No but seriously, screw going on hiatus. This is my feeble attempt to get a post up amid the chaos that is school. Bear with me kids, I have a life you know (not a joke). A life filled with spaceships and gold toilets (maybe a joke). A life of girls falling over themselves just to catch a glimpse of me (definitely a joke). Back to the matter at hand. Things that are pressing on my mind at the moment.

*Saw VI. Seriously, any time a movie series is getting close to that point where I can't recognize the Roman numerals, I figure that's as good a time as any to go ahead and shut it down. I personally didn't even like Saw I that much, so you can imagine my surprise when I heard that they had made 5 more of those crap fests. The Godfather got 2 sequels, Citizen Kane got none, and somehow Saw gets 5+?

*Halloween. It's that time of year again. Hallow's Eve, when Satan shows his visage in the form of small children collecting candy and teens being douchebags. Sounds like a pretty normal day actually. I think I'm beyond trick or treating at this point, due to my age, slightly lowered voice, and patchy amounts of trashy facial hair. I might just gorge on candy. Or steak, because I can. I've never understood why people enjoy pranks so much at this time of year. Honestly, if someone eggs me, I'm gonna start busting heads. Anyone who thinks it's funny to either (a) egg people, (b) smash pumpkins/decorations, (c) ding dong ditch, or (d) leave crap on people's doorsteps is a grade A douche. If I see any of you folks doing that stuff, again, I'm gonna start busting heads. As for myself, I'll be spending the evening razzing about town dressed as anarchist anti-hero V, from V for Vendetta. Get pumped.

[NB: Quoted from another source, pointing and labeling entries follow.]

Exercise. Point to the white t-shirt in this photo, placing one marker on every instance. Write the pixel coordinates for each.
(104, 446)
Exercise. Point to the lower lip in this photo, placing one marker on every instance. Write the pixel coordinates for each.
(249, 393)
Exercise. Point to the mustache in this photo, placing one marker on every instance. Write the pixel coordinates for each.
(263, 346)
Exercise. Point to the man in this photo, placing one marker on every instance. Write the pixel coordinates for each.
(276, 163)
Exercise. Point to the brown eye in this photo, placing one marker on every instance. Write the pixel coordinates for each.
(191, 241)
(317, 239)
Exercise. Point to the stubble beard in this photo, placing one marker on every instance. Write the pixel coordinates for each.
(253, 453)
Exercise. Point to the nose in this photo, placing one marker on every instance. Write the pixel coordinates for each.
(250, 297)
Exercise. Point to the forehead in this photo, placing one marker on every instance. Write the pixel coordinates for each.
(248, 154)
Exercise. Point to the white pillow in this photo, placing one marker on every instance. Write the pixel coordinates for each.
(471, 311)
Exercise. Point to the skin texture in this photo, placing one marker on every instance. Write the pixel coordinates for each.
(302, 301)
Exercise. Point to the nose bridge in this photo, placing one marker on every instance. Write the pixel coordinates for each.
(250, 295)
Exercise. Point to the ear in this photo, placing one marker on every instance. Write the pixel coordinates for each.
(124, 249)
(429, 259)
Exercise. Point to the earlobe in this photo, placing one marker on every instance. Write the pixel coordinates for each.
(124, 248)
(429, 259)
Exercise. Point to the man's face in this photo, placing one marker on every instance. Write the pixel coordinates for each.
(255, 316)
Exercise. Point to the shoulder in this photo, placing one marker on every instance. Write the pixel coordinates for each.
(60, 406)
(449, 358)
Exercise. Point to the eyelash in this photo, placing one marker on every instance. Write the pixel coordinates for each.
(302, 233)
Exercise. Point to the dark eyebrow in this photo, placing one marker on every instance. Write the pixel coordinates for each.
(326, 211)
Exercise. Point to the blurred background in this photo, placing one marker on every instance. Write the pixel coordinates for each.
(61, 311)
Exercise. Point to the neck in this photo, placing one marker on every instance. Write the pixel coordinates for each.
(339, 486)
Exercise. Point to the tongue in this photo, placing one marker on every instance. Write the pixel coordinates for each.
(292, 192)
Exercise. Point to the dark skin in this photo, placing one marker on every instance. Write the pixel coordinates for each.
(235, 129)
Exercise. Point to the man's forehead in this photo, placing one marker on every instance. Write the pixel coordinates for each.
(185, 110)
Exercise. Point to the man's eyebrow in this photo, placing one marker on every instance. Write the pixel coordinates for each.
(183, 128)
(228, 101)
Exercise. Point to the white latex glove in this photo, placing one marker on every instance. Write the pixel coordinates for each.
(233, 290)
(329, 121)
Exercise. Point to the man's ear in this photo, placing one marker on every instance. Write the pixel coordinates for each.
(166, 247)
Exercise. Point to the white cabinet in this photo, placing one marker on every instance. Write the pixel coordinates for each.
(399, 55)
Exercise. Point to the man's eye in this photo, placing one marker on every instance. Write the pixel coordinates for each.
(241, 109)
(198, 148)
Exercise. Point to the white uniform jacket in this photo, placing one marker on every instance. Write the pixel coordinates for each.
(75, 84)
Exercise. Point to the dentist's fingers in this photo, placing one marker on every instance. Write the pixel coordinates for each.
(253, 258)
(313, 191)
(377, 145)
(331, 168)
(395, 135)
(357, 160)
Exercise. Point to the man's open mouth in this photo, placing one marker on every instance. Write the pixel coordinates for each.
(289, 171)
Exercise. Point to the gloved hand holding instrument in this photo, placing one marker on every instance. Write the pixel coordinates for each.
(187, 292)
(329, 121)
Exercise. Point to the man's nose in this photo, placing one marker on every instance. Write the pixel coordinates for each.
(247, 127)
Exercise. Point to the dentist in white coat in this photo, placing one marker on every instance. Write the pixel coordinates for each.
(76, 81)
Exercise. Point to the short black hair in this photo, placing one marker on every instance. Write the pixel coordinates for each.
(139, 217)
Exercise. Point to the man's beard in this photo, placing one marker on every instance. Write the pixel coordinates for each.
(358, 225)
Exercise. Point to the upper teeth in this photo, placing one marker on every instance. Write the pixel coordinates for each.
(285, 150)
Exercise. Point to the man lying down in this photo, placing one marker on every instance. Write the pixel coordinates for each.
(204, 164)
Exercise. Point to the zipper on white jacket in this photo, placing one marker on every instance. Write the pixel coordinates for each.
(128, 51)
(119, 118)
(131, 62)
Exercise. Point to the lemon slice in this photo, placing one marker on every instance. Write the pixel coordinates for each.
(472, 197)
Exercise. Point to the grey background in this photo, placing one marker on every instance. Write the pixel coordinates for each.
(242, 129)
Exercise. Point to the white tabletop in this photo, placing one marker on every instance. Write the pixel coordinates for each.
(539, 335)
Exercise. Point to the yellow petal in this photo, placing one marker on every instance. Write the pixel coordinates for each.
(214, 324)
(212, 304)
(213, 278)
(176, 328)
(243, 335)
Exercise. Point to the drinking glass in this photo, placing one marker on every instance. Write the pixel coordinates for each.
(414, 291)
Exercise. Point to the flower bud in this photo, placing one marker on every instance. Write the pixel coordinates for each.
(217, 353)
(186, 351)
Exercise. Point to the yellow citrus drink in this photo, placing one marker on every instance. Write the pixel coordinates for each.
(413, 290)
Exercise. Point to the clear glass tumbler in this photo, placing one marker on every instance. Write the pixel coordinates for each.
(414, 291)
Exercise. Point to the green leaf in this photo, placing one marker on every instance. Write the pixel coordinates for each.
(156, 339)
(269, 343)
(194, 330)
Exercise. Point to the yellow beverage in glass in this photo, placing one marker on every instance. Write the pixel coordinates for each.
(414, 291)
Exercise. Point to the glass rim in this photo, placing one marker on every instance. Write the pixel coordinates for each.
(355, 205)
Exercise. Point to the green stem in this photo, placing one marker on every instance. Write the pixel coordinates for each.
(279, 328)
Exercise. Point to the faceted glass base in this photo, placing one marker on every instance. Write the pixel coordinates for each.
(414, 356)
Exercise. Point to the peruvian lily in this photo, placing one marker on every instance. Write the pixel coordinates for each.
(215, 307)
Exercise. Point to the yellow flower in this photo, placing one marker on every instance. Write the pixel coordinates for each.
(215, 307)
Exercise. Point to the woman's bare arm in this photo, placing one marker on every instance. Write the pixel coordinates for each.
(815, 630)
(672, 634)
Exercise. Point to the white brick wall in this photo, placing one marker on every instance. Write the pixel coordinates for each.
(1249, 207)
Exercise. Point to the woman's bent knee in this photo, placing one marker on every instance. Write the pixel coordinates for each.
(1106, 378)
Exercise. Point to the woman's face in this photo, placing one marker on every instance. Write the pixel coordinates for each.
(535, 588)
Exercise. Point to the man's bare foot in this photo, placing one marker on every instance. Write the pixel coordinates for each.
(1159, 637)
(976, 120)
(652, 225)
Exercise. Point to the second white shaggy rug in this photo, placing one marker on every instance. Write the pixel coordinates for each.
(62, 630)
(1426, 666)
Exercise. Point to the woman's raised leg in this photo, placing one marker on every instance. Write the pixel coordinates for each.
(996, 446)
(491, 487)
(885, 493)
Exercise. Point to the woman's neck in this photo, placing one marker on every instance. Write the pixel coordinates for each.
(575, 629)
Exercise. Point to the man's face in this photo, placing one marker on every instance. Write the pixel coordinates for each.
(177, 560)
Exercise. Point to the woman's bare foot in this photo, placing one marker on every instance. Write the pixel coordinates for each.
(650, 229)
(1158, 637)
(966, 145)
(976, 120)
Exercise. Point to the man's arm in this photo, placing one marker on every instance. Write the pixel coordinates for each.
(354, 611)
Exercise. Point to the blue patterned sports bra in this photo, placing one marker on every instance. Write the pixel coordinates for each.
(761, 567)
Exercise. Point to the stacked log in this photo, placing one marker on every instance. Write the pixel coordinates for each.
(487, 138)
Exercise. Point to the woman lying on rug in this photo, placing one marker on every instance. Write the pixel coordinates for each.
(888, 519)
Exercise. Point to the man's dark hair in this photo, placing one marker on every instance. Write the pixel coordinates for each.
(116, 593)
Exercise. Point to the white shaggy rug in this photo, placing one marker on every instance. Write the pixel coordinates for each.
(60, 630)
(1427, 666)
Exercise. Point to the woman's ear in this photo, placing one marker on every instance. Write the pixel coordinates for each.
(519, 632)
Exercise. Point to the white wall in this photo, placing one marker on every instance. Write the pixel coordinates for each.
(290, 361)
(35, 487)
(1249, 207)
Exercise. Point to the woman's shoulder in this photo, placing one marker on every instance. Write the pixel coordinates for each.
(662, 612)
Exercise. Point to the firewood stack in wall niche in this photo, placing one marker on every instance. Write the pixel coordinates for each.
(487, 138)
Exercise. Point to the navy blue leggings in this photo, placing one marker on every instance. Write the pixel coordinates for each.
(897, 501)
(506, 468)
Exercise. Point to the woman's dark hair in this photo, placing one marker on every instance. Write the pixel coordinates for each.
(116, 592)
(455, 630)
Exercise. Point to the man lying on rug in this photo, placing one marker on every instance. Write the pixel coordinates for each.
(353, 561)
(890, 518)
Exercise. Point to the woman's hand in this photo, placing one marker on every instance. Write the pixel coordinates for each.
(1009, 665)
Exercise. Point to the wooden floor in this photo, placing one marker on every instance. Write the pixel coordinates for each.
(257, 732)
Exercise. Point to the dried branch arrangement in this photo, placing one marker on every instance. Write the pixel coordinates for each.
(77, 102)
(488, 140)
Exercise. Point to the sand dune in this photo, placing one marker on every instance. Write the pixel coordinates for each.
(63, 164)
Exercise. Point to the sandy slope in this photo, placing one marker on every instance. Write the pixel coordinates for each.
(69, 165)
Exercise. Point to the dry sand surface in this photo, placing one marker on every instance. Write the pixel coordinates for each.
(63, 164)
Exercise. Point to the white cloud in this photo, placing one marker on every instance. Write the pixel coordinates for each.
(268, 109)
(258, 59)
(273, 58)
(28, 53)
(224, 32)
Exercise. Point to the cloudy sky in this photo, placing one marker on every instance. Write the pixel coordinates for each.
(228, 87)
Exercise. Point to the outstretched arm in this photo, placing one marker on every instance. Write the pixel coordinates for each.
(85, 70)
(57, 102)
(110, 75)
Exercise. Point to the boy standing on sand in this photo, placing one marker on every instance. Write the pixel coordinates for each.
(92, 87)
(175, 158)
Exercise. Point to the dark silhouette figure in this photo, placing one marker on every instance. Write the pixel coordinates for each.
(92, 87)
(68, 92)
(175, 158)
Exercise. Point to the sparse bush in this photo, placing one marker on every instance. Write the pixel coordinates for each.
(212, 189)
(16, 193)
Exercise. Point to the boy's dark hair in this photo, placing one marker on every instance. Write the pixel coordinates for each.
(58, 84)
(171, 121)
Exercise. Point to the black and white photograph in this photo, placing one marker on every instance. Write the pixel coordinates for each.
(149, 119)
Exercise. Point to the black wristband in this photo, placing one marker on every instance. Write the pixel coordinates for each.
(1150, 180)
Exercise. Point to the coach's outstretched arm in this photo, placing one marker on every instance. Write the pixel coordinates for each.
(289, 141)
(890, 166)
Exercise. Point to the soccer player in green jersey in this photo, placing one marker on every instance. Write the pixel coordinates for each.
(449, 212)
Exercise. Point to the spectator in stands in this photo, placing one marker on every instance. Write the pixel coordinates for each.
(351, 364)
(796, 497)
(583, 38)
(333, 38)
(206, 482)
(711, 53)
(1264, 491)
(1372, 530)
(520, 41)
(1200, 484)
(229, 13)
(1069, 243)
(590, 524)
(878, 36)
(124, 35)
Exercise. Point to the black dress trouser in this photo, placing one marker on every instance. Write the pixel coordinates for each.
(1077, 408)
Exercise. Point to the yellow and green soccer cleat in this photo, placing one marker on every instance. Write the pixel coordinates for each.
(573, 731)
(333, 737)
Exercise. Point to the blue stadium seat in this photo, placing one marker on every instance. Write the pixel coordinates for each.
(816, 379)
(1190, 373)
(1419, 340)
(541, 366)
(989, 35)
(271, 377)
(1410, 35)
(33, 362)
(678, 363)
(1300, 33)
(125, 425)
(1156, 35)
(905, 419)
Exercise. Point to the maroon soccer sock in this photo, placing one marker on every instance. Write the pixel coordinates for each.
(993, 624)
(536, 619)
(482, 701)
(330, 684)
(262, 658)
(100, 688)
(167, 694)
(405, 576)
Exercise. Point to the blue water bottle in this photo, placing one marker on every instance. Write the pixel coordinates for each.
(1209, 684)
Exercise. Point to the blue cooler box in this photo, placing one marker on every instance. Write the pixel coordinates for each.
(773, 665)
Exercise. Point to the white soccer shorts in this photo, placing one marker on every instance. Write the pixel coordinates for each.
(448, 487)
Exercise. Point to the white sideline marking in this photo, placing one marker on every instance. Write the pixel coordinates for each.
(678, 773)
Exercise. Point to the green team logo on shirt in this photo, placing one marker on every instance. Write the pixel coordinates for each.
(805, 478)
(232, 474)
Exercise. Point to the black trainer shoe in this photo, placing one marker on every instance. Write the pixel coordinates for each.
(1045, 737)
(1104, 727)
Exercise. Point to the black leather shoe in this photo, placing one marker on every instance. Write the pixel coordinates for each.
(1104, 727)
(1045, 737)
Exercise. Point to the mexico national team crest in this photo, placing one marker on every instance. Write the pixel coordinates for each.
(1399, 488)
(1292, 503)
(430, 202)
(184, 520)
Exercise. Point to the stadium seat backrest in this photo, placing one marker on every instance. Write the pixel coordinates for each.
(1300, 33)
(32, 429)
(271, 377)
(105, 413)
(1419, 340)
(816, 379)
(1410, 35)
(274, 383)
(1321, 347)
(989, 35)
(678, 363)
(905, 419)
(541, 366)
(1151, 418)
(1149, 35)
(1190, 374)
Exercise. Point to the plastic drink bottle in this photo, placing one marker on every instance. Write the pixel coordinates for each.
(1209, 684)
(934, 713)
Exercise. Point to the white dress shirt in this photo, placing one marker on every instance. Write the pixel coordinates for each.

*Pizza. Just wanted to say I love you. It's in my greasy, Italian, red as marinara blood to love this stuff. And needless to say, I do.

*Volleyball. I'm so tired of having to defend the masculinity of this sport. It seems like everyone wants to try and give crap to me about playing, but I'm finally going to organize all of my thoughts on the subject here. If you want to contest the athleticism of the volleyball team, fine, but do not call the sport gay. Wrestling kids shower together, wear singlets, and the entire point of the sport is to rub up on a guy until you're on top of him and he has to surrender to your will. Football is played in spandex pants, every good deed is rewarded with a nice butt pat, and the purpose of the game is to do your best to once again, end up on top of another guy. As for another "manly" sport, lacrosse, isn't it obvious? The game is based on guys running around gripping shafts, and heads, and playing with balls. Leave volleyball alone. Oh and I'd like to point out that there is nothing wrong with homosexual, I'm just attacking the use of heterosexual norms and the double standard applied to volleyball.

That's all for now. I just decided that I had to unblock my writer's mind somehow. This short little thing was the best I could do. Peace in the Middle East friends.